Dona Ume decidiu recomeçar aos 87 anos. Com a ajuda dos filhos, ela resgatou a plantação que herdou, e hoje é dona de uma fábrica de chá artesanal, em Registro (SP).

Depois de trabalhar 36 anos em indústria automotiva, Luis Marcos Gaboardi, 58 anos, viu o número de funcionários de seu setor cair de 300 para 80, além de ter sua carga horária e salário reduzidos.

Um movimento que tem se repetido muito nas empresas, nos últimos dois anos, com o agravamento da crise política e econômica. Com a renda menor, e mais tempo disponível, Gaboardi decidiu que era hora de colocar em prática o que planejou a vida toda: empreender.
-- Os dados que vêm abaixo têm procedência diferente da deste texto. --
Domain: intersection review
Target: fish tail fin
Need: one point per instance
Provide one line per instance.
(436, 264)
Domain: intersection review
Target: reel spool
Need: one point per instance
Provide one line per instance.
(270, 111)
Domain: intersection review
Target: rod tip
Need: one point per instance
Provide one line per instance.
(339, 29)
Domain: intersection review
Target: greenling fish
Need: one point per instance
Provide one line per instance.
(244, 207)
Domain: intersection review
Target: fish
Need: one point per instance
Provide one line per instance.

Aposentado há um ano, ele visitou dezenas de cafeterias à venda. A ideia era aproveitar a estrutura e clientela para inaugurar um café diferenciado, dentro de um shopping, ou ambiente corporativo. Mas a tentativa não deu certo.

“Os estabelecimentos que visitei apresentavam grandes problemas de gestão, e um faturamento aquém do que eu esperava”, diz.

Gaboardi decidiu então, seguir o conselho de um primo, e pesquisar o mercado de franquias. Atraído pela expansão da produção de cervejas artesanais no Brasil, ele investiu R$ 100 mil, que ganhou como funcionário CLT e há dois meses inaugurou uma franquia Mr. Beer, no shopping Ibirapuera.

Com o aumento da expectativa de vida no Brasil e os riscos do sistema previdenciário brasileiro, Gaboardi faz parte de um contingente que abriu mão do descanso para trabalhar, mesmo após a aposentadoria.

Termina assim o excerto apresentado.